The politics and strategic intent of media moguls aside, Anthony De Ceglie says The Nightly has been the top downloaded news app since launching in late February and was on track to hit 100,000 downloads.
“We're confident that we’ll be there within months,” De Ceglie told Mi3. “We've been number one [in news app downloads] for a while now and if that trend continues, we should be there very soon. We had optimistic KPIs in place and we're really smashing them.”
ThinkNewsBrands CEO Vanessa Lyons said although the arrival of another national news masthead might have bewildered some, The Nightly is tapping live readership trends – the biggest being that a large chunk of the 97 per cent of adult Australians which read news each month are neutral on provenance.
“There’s still a misconception that readers are only from within the state the masthead originates,” Lyons said. “That’s not the case across the board. The Nightly is a great testament to that. When people look at total news publishing and the Roy Morgan readership numbers, a lot of the time they’re calling BS on the figures – but it’s because of this out-of-state stronghold that publications have and The West Australian has already generated from, if you like, the East coast that it makes sense.”
Roy Morgan data for the 2023 calendar year shows 58 per cent of West Australian masthead readers are from outside the state. The figure is 56 per cent for South Australia with Victoria and NSW mastheads on 46 per cent and 48 per cent respectively. Queensland mastheads had the lowest figure – but still stand at 41 per cent of readers coming from outside the state.

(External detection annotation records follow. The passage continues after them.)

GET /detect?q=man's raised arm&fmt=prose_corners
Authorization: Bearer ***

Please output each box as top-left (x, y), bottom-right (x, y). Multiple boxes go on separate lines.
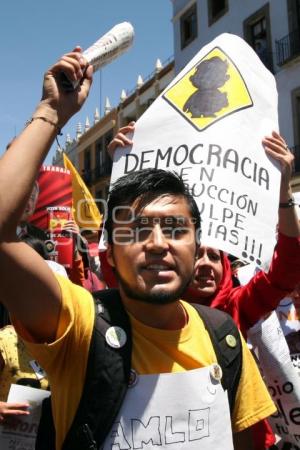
top-left (0, 47), bottom-right (92, 342)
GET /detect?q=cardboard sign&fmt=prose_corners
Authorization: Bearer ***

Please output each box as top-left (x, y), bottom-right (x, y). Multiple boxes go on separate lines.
top-left (0, 384), bottom-right (50, 450)
top-left (111, 34), bottom-right (280, 266)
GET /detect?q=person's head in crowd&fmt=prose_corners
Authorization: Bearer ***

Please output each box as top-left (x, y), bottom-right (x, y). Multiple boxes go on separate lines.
top-left (21, 234), bottom-right (49, 259)
top-left (20, 181), bottom-right (39, 223)
top-left (105, 169), bottom-right (201, 303)
top-left (183, 246), bottom-right (233, 304)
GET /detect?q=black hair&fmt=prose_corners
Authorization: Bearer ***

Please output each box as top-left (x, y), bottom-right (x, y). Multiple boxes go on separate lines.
top-left (105, 169), bottom-right (201, 244)
top-left (21, 234), bottom-right (49, 259)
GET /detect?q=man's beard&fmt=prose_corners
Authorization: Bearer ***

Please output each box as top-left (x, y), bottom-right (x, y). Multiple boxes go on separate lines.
top-left (115, 271), bottom-right (193, 305)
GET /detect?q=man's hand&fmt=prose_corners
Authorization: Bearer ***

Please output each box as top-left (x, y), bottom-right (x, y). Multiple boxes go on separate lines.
top-left (0, 402), bottom-right (30, 423)
top-left (262, 131), bottom-right (294, 202)
top-left (262, 131), bottom-right (300, 238)
top-left (34, 47), bottom-right (93, 128)
top-left (107, 122), bottom-right (135, 159)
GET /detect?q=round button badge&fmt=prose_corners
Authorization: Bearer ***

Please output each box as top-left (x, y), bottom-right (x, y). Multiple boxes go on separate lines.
top-left (225, 334), bottom-right (237, 348)
top-left (209, 364), bottom-right (223, 381)
top-left (105, 326), bottom-right (127, 348)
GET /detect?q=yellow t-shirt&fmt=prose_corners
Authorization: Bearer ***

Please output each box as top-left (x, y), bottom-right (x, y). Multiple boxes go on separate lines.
top-left (14, 276), bottom-right (276, 450)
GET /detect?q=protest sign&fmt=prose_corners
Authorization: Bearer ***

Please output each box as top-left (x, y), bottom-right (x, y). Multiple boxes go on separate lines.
top-left (111, 34), bottom-right (280, 266)
top-left (30, 166), bottom-right (74, 268)
top-left (248, 311), bottom-right (300, 446)
top-left (0, 384), bottom-right (50, 450)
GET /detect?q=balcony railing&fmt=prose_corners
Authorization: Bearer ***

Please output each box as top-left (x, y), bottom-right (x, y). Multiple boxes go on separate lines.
top-left (276, 28), bottom-right (300, 66)
top-left (290, 144), bottom-right (300, 173)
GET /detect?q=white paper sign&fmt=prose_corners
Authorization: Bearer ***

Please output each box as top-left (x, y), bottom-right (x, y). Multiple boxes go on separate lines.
top-left (103, 367), bottom-right (233, 450)
top-left (111, 34), bottom-right (280, 266)
top-left (0, 384), bottom-right (50, 450)
top-left (248, 311), bottom-right (300, 446)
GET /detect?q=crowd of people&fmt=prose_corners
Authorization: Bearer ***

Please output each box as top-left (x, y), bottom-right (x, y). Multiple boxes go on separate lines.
top-left (0, 44), bottom-right (300, 450)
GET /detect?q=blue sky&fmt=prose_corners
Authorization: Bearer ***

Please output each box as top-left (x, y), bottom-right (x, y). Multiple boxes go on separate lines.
top-left (0, 0), bottom-right (173, 163)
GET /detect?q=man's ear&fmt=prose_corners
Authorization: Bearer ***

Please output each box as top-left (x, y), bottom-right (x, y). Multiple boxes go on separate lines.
top-left (106, 244), bottom-right (116, 267)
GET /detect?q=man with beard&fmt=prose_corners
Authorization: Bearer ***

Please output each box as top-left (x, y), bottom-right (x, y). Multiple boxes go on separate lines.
top-left (0, 49), bottom-right (275, 450)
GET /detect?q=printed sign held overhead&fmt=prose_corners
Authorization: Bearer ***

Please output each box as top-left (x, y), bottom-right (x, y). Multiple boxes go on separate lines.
top-left (111, 34), bottom-right (280, 266)
top-left (163, 48), bottom-right (253, 131)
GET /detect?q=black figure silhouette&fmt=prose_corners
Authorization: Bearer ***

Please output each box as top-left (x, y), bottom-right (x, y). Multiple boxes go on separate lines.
top-left (183, 56), bottom-right (230, 118)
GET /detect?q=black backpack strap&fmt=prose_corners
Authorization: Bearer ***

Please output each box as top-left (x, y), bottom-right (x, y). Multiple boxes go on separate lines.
top-left (63, 289), bottom-right (132, 450)
top-left (193, 305), bottom-right (243, 415)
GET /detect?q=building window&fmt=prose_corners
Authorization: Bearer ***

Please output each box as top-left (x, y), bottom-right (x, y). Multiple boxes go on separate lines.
top-left (291, 88), bottom-right (300, 173)
top-left (180, 3), bottom-right (198, 50)
top-left (287, 0), bottom-right (300, 33)
top-left (244, 4), bottom-right (273, 71)
top-left (95, 131), bottom-right (113, 179)
top-left (82, 148), bottom-right (92, 184)
top-left (208, 0), bottom-right (228, 26)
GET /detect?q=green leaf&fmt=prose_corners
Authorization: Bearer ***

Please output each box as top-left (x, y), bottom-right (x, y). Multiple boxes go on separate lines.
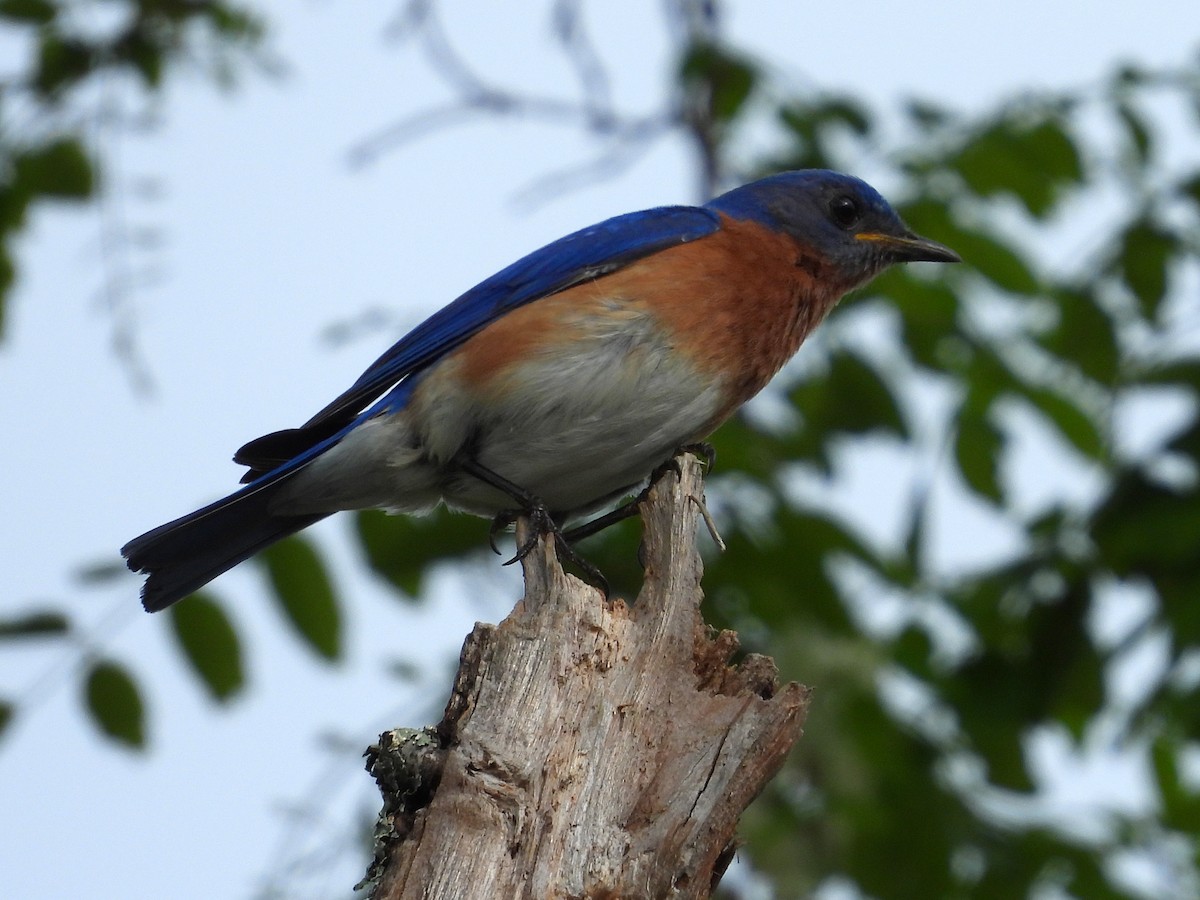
top-left (680, 42), bottom-right (758, 122)
top-left (355, 509), bottom-right (487, 599)
top-left (947, 118), bottom-right (1084, 218)
top-left (1151, 736), bottom-right (1200, 834)
top-left (1040, 288), bottom-right (1121, 385)
top-left (0, 610), bottom-right (71, 640)
top-left (1021, 385), bottom-right (1106, 461)
top-left (1118, 218), bottom-right (1176, 319)
top-left (0, 0), bottom-right (58, 25)
top-left (84, 660), bottom-right (146, 750)
top-left (1115, 102), bottom-right (1153, 166)
top-left (13, 138), bottom-right (96, 200)
top-left (256, 538), bottom-right (342, 661)
top-left (892, 278), bottom-right (959, 371)
top-left (791, 350), bottom-right (908, 451)
top-left (1092, 470), bottom-right (1200, 577)
top-left (169, 592), bottom-right (246, 702)
top-left (942, 228), bottom-right (1042, 294)
top-left (34, 28), bottom-right (95, 95)
top-left (954, 403), bottom-right (1004, 505)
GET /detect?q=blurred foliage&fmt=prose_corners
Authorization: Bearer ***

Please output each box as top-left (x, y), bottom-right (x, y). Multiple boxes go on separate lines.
top-left (0, 0), bottom-right (263, 338)
top-left (0, 0), bottom-right (1200, 900)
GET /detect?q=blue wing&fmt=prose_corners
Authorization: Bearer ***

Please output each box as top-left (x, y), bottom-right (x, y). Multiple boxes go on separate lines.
top-left (234, 206), bottom-right (720, 481)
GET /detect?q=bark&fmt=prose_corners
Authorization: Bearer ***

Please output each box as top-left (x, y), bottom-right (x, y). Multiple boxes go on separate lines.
top-left (362, 455), bottom-right (808, 900)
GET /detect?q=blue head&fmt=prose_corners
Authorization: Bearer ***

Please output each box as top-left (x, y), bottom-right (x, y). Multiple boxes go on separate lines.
top-left (706, 169), bottom-right (960, 286)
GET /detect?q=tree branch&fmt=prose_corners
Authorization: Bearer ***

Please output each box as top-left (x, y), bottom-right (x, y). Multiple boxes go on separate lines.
top-left (364, 455), bottom-right (809, 900)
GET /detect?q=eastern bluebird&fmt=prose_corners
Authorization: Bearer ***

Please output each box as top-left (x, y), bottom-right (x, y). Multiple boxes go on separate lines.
top-left (121, 169), bottom-right (959, 612)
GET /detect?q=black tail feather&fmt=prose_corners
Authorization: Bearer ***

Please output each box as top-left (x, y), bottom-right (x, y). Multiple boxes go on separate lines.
top-left (121, 481), bottom-right (328, 612)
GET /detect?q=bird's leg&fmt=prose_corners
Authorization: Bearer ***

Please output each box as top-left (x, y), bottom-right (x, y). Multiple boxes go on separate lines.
top-left (458, 458), bottom-right (608, 599)
top-left (563, 443), bottom-right (716, 544)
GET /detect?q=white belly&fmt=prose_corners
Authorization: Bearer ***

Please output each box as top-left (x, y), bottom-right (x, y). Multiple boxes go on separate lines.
top-left (277, 312), bottom-right (724, 516)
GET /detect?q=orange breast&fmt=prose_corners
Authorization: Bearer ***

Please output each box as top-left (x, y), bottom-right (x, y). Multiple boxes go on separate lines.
top-left (455, 217), bottom-right (842, 425)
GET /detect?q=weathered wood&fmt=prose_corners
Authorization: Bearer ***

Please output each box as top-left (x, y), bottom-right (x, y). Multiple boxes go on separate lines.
top-left (368, 455), bottom-right (808, 900)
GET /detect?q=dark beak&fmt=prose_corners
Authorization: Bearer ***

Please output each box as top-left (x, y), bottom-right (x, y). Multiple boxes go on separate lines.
top-left (854, 232), bottom-right (962, 263)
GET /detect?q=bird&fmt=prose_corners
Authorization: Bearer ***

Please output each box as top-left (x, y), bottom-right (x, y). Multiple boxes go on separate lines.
top-left (121, 169), bottom-right (961, 612)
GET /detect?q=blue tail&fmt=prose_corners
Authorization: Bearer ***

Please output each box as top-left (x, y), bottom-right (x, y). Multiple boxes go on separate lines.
top-left (121, 469), bottom-right (329, 612)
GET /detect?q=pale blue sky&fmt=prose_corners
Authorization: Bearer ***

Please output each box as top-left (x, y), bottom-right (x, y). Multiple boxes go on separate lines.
top-left (0, 0), bottom-right (1200, 900)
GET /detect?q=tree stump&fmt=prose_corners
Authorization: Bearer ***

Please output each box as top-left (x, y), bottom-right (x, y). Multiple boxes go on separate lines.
top-left (360, 455), bottom-right (809, 900)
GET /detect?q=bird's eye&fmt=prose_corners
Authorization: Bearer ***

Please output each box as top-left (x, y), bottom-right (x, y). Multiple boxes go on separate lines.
top-left (829, 194), bottom-right (862, 229)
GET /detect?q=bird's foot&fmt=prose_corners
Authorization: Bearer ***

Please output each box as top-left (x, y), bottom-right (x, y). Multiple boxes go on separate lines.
top-left (460, 460), bottom-right (608, 600)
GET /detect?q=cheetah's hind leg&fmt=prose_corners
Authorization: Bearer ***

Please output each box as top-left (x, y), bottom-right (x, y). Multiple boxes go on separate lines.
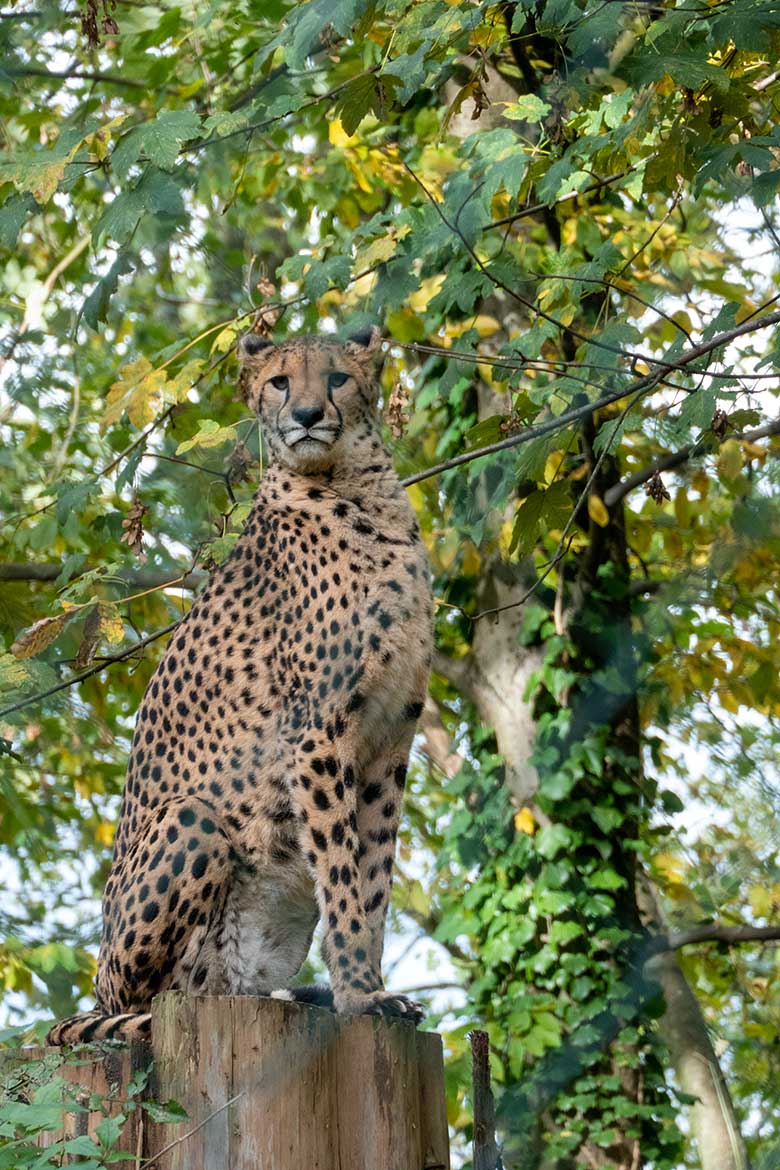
top-left (46, 1007), bottom-right (152, 1047)
top-left (271, 983), bottom-right (334, 1011)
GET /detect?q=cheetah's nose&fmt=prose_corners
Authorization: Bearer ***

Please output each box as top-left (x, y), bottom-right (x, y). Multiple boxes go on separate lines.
top-left (291, 406), bottom-right (325, 428)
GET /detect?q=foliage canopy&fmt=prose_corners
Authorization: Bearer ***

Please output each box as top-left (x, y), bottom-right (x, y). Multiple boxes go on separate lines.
top-left (0, 0), bottom-right (780, 1170)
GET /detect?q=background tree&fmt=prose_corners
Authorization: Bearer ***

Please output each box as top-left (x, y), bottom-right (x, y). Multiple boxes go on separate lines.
top-left (0, 0), bottom-right (780, 1170)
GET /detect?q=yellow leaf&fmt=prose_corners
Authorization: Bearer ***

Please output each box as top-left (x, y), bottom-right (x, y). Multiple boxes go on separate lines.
top-left (470, 312), bottom-right (501, 337)
top-left (97, 601), bottom-right (125, 644)
top-left (102, 358), bottom-right (202, 429)
top-left (212, 323), bottom-right (239, 353)
top-left (691, 470), bottom-right (710, 498)
top-left (462, 541), bottom-right (482, 577)
top-left (515, 808), bottom-right (537, 837)
top-left (11, 613), bottom-right (70, 660)
top-left (327, 118), bottom-right (358, 150)
top-left (177, 419), bottom-right (237, 455)
top-left (588, 495), bottom-right (609, 528)
top-left (653, 853), bottom-right (685, 885)
top-left (718, 439), bottom-right (745, 480)
top-left (95, 820), bottom-right (113, 845)
top-left (747, 886), bottom-right (780, 918)
top-left (102, 358), bottom-right (167, 428)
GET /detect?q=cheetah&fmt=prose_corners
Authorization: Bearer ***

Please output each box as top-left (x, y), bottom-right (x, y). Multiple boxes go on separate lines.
top-left (49, 328), bottom-right (433, 1045)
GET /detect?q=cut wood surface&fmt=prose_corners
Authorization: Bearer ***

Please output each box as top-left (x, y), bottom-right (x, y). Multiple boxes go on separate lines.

Lyons said when this readership trend data is coupled with ThinkNewsBrands-commissioned research from Accenture Song-acquired research firm Fiftyfive5, which shows evening news consumption is on the rise and newsmedia audiences are increasing and broadening their content consumption, the case for The Nightly launching was “very strong”.
“Vanessa's data is really fascinating,” said De Ceglie. “It gave us all the confidence we needed in terms of ‘we've got an audience outside of the state [WA] that we can use. And then we can hopefully grow it.”
There was also the “mainstream middle” Australia which The Nightly is chasing. “I'm a broken record about a mainstream middle philosophy, that people have The Australian as too right wing, The Guardian as too left wing, the ABC too left wing... There’s an audience actually craving information but doesn't know where to look right now.”
Also going for The Nightly is that it’s a free ad-supported product versus paywalled alternatives.
“What we're trying to capture is an audience that is sort of priced out of the market – it might be a crude term but that audience isn't probably reading the AFR or The Australian anymore,” he suggested.
Digital print boom
De Ceglie and Lyons say The Nightly is capturing one other major and perhaps surprising development underway at present globally for newsrooms: surging take-up of digital versions of print editions.
“It's probably to be honest one of the only datasets I've looked at in my time as editor of The West that is growing year on year on year,” admitted De Ceglie. “We are all in the newspaper industry seeing a very big rise in the popularity of our digital newspapers. So when people say they read The West Australian, one in six of them, sometimes one in five, are reading it on their phone but they're reading page one, page three – they love what we call a digital replica of the paper. And it's happening in every newsroom in the world."
Lyons says digital print edition demand has been rising fast – and now demands sharper data.
“The increase is quite significant and we are starting to measure it because it's such a significant way of consumption. Historical data we don't have – because it's gone so quickly. It’s really another example of how news remains at the centre of Australians' content habits. It's second only to social media for the first thing people do when they wake up.”